Controlling the intricacies of color management and ICC profiling in any print production workflow is the equivalent of trying to control the weather and the tides—then reach a standard agreement on the color hues and tonal properties of both. Each printing operation has its own approach to managing color—its own method of predicting the tides, calculating varying weather patterns and pinpointing the color gamuts of each.

Color management is science and experience; emerging technology and prediction. No one commercial printing organization will have the exact color benchmark, same approach to ICC profiling, opinion of Hexachrome, calibration routine, not to mention the technologies that make all of the above possible and the same levels of in-house color expertise.
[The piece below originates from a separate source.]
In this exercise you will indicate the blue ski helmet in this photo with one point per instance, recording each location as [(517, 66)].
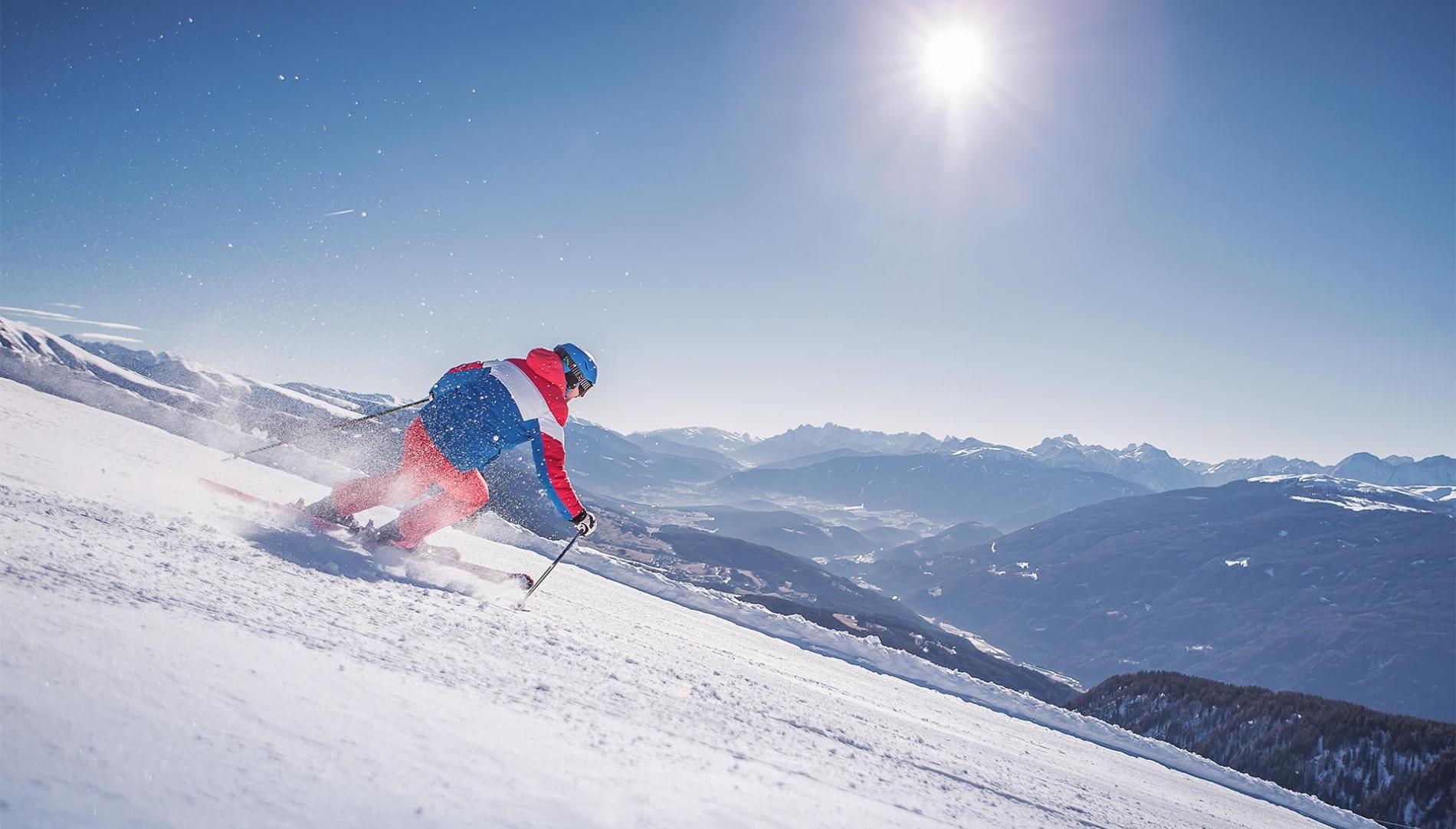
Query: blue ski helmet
[(582, 369)]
Color management is like a fingerprint for any commercial printing operation—from one printer to the next, no two will have the exact same color-managed workflow, with the same approach to managing and communicating accurate color from device to device. “Perhaps it is understandable that so many live with inconsistent color output devices—getting a handle on consistency for every color output device in a given workflow is a seemingly daunting task,” suggests Bruce L. Myers, corporate accounts manager at X-Rite. Myers also teaches color reproduction at New York University’s Center for Graphic Communications Management and Technology.

“It is said that color consistency is no easy feat, due to the wide array of devices utilized. Color output devices on the desktop can take the form of monitors, small thermal-wax, ink-jet and dye-sublimation printers,” Myers states. “Large-format printers are utilized as one-off and short-run printing output devices, and in some cases as proofers for other devices.”